For some reason, I am now the only one might get chances to get to Pre-U, even my sister didn't score enough for Pre-U, she hate maths. Why can't someone led me to positive thinking? Don't just ask me to runaway from problem, that doesn't solve! I can't control my emotional now, Physical and Mental.

It probably would cost me a lot more money for Pre-U than Diploma, but it just worth a try. I knew it! After that, I will try my best to get myself applied in Kentucky's College in US. It wasn't a famous college, but the one who got picked in hundreds will get scholarship from US, Bachelor Degree for 4 Years. I will try to find another school who can accept me after Pre-U and TOEFL. TOEFL is the only way since I'm not going to take SAT.

I get insomnia for like half year, I just don't know what am I thinking? I just can't sleep well. Even though I wake up on 6 in the morning, I still stay up to 3 ~ 4 midnight. I am so done with it.
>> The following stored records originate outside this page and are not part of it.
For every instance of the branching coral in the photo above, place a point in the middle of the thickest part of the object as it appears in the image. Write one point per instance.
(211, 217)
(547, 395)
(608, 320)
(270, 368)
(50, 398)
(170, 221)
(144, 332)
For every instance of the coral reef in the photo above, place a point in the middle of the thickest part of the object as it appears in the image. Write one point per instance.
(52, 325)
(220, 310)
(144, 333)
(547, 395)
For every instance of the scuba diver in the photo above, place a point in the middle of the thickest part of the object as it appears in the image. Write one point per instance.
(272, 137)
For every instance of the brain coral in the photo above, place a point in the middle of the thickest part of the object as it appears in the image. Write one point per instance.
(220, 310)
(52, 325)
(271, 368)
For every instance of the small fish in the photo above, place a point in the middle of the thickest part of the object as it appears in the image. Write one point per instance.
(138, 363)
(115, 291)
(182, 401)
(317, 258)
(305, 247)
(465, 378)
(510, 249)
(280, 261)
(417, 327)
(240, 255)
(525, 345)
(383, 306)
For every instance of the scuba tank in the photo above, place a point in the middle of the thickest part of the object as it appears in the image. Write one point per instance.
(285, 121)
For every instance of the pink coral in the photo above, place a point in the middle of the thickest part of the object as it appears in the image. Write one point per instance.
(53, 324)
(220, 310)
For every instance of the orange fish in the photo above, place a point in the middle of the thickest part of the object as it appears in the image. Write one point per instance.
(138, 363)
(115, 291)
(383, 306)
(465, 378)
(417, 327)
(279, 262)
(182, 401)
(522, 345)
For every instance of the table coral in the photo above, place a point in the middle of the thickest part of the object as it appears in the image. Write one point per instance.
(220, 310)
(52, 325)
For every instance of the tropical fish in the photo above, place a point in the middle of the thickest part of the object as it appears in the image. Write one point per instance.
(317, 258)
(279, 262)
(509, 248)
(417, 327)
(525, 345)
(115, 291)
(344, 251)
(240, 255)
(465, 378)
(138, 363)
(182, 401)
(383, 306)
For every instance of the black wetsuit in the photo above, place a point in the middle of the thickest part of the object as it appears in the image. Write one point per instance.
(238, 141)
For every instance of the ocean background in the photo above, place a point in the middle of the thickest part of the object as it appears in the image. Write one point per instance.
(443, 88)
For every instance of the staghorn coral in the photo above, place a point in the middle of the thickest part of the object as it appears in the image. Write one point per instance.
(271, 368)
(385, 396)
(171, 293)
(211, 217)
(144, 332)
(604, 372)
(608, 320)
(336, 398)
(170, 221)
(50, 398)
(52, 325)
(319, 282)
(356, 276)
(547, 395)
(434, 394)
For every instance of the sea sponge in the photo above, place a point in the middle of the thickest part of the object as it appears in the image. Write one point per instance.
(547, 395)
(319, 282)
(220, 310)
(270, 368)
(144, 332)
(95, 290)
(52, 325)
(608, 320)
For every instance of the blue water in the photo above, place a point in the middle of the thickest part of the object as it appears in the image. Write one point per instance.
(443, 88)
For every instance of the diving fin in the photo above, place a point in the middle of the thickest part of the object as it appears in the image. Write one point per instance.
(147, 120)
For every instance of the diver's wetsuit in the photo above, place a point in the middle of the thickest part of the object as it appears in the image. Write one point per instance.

Now, it's only matter of time. Well, probably matter of money too.

I might regret the pathway I chose now, it will be more tougher than I thought it was. But, someone once told me, "Do not regret things that you have done, Do regret things that you never try." Inspired from one tweet in twitter, that's the biggest reason why I love using twitter, tweeters always gives clues and ways for me.

I seriously miss High School now, I regretted things that I never tried in High School, when where I can still act sarcastic.

I start making YouTube video nowadays, even though my friends don't like to be insight, I will still make them. I was inspired by Bubz/Lyndi, she gives me a lot confidence whenever she posts a video. I was going to take Mass Communication or Multimedia when I decided to make video, but GuangYing still ask me to choose Business. Once I went to Pahang where I ask which is the best subject for me. They told me Management, I don't really trust them because I don't like management. Time flies, everytime when I'm on a case, my mother will laugh out loud and says business management fits me well. Now, I can feel like trusting it because I realised. It was like I finally get the point. Come to think of that, Mass Communication and Multimedia, I can able to study until Bachelor Degree, for Business Management, I can study until Master or Ph.D but I'm not going to go so further if I can't get to Kentucky's.

The world helps me a lot, at least my parents still can afford me, I guess.

Destiny eh? We wasn't chosen to be in Account class because we wasn't made to be sitting in office, facing computer, telephone ringing and fax machine everywhere. Even though Business management needs Account, but it's just basic, I think I can do it. I felt relieved.

Well, since I still have time, I will take my time.

Sincerely, me. XD

Thursday, August 4, 2011

iPod

iPod just got stolen so I won't be posting in a while, and the post I promised Lu Yee had gone with the iPod so I have to think of some time to repost them. I will post about the iPod soon, too sad right now.